Rankings are a type of preference elicitation that arise in experiments where assessors arrange items, for example, in decreasing order of utility. Orderings of n items labelled {1,...,n} denoted are permutations that reflect strict preferences. For a number of reasons, strict preferences can be unrealistic assumptions for real data. For example, when items share common traits it may be reasonable to attribute them equal ranks. Also, there can be different importance attributions to decisions that form the ranking. In a situation with, for example, a large number of items, an assessor may wish to rank at top a certain number items; to rank other items at the bottom and to express indifference to all others. In addition, when aggregating opinions, a judging body might be decisive about some parts of the rank but ambiguous for others. In this paper we extend the well-known Mallows (Mallows, 1957) model (MM) to accommodate item indifference, a phenomenon that can be in place for a variety of reasons, such as those above mentioned.The underlying grouping of similar items motivates the proposed Clustered Mallows Model (CMM). The CMM can be interpreted as a Mallows distribution for tied ranks where ties are learned from the data. The CMM provides the flexibility to combine strict and indifferent relations, achieving a simpler and robust representation of rank collections in the form of ordered clusters. Bayesian inference for the CMM is in the class of doubly-intractable problems since the model's normalisation constant is not available in closed form. We overcome this challenge by sampling from the posterior with a version of the exchange algorithm \citep{murray2006}. Real data analysis of food preferences and results of Formula 1 races are presented, illustrating the CMM in practical situations.

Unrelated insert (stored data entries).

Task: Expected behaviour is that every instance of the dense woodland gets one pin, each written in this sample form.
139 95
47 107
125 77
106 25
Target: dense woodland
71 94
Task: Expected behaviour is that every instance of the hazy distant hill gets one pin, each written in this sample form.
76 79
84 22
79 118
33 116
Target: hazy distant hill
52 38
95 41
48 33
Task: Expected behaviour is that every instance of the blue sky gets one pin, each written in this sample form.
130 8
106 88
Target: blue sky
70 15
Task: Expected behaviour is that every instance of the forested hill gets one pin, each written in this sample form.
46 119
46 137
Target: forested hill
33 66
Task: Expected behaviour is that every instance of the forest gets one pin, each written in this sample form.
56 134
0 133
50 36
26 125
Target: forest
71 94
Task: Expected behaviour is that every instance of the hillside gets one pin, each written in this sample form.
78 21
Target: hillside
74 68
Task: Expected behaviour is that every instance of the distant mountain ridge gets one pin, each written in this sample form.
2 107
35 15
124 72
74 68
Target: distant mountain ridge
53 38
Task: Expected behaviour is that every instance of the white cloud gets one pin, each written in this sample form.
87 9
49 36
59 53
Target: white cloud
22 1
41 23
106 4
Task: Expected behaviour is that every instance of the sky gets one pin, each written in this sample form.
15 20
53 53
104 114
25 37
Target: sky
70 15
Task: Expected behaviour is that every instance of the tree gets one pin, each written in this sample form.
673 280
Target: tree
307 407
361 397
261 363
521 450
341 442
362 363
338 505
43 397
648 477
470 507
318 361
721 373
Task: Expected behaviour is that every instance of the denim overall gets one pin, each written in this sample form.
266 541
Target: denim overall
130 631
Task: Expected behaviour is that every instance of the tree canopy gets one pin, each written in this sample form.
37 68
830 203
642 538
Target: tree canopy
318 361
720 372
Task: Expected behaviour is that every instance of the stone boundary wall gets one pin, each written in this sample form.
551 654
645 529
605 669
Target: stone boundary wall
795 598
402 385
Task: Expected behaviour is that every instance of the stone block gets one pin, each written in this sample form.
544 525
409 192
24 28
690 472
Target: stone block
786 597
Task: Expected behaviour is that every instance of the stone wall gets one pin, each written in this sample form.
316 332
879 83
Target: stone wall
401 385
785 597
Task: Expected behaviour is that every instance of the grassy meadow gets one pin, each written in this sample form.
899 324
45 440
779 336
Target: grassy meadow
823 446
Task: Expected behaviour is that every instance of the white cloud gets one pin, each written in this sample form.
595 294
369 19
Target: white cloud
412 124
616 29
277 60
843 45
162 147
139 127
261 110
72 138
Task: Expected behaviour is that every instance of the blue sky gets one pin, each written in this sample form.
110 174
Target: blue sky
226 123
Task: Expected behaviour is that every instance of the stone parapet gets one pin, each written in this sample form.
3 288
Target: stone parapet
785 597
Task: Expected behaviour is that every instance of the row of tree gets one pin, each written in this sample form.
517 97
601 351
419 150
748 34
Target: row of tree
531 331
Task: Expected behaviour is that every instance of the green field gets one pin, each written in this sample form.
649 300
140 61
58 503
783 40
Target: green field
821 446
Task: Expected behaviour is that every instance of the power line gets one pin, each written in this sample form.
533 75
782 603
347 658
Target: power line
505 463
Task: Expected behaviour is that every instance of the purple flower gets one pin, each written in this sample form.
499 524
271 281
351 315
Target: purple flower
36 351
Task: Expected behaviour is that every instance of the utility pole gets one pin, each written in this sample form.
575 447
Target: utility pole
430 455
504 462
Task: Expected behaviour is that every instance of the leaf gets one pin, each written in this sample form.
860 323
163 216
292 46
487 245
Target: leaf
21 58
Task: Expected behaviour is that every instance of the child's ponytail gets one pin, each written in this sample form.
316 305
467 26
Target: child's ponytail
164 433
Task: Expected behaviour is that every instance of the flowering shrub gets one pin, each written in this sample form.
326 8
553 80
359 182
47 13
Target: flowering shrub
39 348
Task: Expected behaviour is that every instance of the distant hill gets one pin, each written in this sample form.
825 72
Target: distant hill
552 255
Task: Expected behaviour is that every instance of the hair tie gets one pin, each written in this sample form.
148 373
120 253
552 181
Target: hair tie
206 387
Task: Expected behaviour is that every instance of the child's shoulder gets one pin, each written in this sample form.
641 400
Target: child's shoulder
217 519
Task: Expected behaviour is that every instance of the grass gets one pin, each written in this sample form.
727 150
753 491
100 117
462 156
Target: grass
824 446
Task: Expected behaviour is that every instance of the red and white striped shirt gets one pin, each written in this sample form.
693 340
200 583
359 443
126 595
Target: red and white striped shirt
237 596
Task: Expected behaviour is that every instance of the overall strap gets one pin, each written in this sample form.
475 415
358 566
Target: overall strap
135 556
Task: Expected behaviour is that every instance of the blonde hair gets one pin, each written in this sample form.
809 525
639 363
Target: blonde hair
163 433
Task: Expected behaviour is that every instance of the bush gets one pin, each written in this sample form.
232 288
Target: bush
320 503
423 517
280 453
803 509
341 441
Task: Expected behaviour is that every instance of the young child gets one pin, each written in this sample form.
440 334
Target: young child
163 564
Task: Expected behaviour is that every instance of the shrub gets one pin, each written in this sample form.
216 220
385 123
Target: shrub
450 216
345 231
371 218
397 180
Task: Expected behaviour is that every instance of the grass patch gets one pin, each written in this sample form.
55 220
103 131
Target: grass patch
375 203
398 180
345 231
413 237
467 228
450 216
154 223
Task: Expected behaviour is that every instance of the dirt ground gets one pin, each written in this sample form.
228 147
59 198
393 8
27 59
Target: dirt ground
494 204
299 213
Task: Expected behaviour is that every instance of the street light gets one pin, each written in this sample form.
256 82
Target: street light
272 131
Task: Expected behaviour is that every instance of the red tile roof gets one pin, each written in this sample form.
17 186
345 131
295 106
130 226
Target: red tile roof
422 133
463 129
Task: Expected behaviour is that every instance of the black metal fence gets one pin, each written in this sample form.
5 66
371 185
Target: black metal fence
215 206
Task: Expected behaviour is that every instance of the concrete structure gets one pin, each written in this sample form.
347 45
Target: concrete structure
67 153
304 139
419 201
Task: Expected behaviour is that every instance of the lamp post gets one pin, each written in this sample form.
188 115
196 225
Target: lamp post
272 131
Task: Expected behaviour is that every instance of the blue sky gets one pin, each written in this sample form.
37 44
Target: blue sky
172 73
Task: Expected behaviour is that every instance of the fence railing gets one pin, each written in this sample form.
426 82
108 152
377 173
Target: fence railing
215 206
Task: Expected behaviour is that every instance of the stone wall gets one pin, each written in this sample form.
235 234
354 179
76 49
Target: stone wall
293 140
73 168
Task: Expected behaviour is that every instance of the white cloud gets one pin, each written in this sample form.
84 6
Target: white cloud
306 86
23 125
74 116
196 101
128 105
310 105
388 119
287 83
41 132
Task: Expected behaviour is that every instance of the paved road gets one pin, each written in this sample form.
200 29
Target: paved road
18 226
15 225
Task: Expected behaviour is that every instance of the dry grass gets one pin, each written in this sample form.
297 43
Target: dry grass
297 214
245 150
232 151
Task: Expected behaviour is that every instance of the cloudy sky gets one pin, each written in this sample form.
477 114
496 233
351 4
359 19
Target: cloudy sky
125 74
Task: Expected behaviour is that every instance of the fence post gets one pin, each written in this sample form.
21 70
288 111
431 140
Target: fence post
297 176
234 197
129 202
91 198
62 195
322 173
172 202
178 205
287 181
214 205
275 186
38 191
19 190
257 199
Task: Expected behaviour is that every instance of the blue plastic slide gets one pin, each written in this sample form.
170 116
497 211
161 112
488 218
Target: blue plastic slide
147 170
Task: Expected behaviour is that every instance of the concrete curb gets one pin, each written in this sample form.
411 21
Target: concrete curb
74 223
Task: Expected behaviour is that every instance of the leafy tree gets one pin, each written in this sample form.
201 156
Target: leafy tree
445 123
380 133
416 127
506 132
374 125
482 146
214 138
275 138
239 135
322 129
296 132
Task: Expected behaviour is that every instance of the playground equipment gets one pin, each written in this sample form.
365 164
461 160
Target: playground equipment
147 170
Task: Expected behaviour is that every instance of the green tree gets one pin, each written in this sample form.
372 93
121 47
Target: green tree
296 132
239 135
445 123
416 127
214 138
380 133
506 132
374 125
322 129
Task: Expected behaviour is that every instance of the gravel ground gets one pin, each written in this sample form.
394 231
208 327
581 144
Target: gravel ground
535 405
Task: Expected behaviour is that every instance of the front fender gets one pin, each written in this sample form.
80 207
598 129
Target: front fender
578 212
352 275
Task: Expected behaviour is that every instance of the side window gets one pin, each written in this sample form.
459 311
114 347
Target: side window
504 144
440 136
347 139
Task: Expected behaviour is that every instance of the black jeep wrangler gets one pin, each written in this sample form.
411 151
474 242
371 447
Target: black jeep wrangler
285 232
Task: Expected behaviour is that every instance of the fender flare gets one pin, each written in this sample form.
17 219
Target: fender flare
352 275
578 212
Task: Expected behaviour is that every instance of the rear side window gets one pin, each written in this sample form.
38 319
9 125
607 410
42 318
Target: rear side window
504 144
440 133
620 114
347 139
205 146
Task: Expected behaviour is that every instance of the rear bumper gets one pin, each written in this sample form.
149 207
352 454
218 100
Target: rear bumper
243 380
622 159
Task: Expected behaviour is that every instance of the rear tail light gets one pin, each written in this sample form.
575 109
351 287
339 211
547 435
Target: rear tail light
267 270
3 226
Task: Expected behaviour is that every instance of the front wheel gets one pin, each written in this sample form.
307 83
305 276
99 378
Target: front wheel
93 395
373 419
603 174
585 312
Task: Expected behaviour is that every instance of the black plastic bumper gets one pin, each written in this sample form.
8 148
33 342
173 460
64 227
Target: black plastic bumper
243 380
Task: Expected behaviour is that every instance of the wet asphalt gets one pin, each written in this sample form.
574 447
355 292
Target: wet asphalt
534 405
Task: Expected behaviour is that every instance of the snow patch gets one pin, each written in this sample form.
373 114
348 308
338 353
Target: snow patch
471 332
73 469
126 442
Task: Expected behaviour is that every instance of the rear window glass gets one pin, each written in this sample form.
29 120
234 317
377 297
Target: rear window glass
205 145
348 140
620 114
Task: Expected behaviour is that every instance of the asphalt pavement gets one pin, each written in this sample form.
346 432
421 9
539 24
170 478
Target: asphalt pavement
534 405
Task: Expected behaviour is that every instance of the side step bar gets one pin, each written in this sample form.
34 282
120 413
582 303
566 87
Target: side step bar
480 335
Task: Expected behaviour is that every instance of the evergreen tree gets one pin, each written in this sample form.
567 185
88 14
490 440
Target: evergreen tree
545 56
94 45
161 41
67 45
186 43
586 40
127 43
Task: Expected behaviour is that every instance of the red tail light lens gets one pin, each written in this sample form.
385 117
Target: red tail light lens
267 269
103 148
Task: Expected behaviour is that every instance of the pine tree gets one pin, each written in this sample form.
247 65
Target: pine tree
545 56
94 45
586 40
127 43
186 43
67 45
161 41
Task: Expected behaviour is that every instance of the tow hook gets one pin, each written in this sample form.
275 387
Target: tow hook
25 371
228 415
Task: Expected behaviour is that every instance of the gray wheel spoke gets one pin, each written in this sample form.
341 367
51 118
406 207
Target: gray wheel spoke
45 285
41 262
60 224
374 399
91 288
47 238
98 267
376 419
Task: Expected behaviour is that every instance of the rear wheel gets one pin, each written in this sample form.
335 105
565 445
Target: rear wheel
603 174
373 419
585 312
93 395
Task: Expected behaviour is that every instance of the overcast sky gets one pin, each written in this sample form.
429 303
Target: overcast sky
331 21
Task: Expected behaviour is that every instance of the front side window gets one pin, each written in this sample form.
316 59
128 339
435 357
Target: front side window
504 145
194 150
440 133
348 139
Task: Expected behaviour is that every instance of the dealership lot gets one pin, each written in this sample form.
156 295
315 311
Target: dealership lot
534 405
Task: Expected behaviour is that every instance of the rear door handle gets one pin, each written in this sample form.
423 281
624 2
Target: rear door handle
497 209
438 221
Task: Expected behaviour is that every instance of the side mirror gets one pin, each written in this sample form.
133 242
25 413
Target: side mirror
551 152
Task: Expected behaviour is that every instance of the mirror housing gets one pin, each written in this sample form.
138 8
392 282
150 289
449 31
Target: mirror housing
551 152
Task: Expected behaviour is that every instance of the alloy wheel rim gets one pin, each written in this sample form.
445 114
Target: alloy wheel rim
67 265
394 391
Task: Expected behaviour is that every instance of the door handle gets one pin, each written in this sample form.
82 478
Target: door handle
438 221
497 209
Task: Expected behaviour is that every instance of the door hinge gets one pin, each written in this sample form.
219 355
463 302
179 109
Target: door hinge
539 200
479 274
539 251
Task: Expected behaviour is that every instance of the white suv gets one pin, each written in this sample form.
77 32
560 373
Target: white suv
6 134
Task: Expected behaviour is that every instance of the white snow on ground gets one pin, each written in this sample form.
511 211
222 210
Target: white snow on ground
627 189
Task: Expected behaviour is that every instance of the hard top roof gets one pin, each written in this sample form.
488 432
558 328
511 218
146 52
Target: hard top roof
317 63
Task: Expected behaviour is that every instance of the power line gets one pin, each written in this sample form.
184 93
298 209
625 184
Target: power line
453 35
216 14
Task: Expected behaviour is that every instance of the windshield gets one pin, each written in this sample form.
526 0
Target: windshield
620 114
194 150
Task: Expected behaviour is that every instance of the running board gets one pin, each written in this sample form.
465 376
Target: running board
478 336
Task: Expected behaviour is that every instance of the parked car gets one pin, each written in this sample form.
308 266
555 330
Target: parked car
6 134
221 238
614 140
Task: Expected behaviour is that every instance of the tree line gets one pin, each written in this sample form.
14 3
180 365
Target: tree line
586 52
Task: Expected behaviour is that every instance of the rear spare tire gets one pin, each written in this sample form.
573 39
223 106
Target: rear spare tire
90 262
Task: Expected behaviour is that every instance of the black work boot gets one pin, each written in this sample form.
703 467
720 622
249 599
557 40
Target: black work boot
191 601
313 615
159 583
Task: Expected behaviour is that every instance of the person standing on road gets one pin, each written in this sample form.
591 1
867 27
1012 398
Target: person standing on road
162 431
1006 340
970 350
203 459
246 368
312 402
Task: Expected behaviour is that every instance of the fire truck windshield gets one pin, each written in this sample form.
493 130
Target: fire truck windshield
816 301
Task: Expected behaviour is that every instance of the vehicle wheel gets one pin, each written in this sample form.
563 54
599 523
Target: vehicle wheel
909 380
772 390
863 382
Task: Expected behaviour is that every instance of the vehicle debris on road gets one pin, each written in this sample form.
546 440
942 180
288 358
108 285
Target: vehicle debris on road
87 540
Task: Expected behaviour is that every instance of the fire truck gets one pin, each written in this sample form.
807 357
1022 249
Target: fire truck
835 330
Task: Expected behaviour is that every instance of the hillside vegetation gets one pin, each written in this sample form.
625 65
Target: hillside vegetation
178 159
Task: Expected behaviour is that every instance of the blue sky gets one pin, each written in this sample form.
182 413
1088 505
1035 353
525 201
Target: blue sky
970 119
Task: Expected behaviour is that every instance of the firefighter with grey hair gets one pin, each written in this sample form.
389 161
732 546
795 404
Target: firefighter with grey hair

翻译：排名是一种偏好诱发形式，出现在评估者对物品进行排序（例如按效用递减顺序排列）的实验中。对标记为{1,...,n}的n个物品进行排序，以反映严格偏好的排列表示。由于多种原因，严格偏好对真实数据而言可能是不切实际的假设。例如，当物品具有共同特征时，赋予它们相同排名可能更为合理。此外，构成排名的决策可能存在不同的重要性归属。在物品数量较多的情况下，评估者可能希望将特定数量的物品排在顶部，将其他物品排在底部，并对所有其他物品表示无差异。另外，在汇总意见时，评审团可能对排名的某些部分具有决定性，但对其他部分则模棱两可。本文扩展了著名的马洛斯（Mallows, 1957）模型（MM），以容纳物品无差异现象——该现象可能由于上述多种原因而存在。相似物品的潜在分组催生了所提出的聚类马洛斯模型（CMM）。CMM可解释为针对并列排名的马洛斯分布，其中并列关系从数据中学习得到。CMM提供了结合严格关系与无差异关系的灵活性，以有序聚类的形式实现排名集合的更简洁且稳健表示。由于模型的归一化常数未以闭合形式给出，CMM的贝叶斯推断属于双倍难解问题类别。我们通过使用交换算法（Murray, 2006）的变体从后验分布中采样来克服这一挑战。本文展示了食物偏好分析和一级方程式比赛结果的真实数据分析，说明了CMM在实际场景中的应用。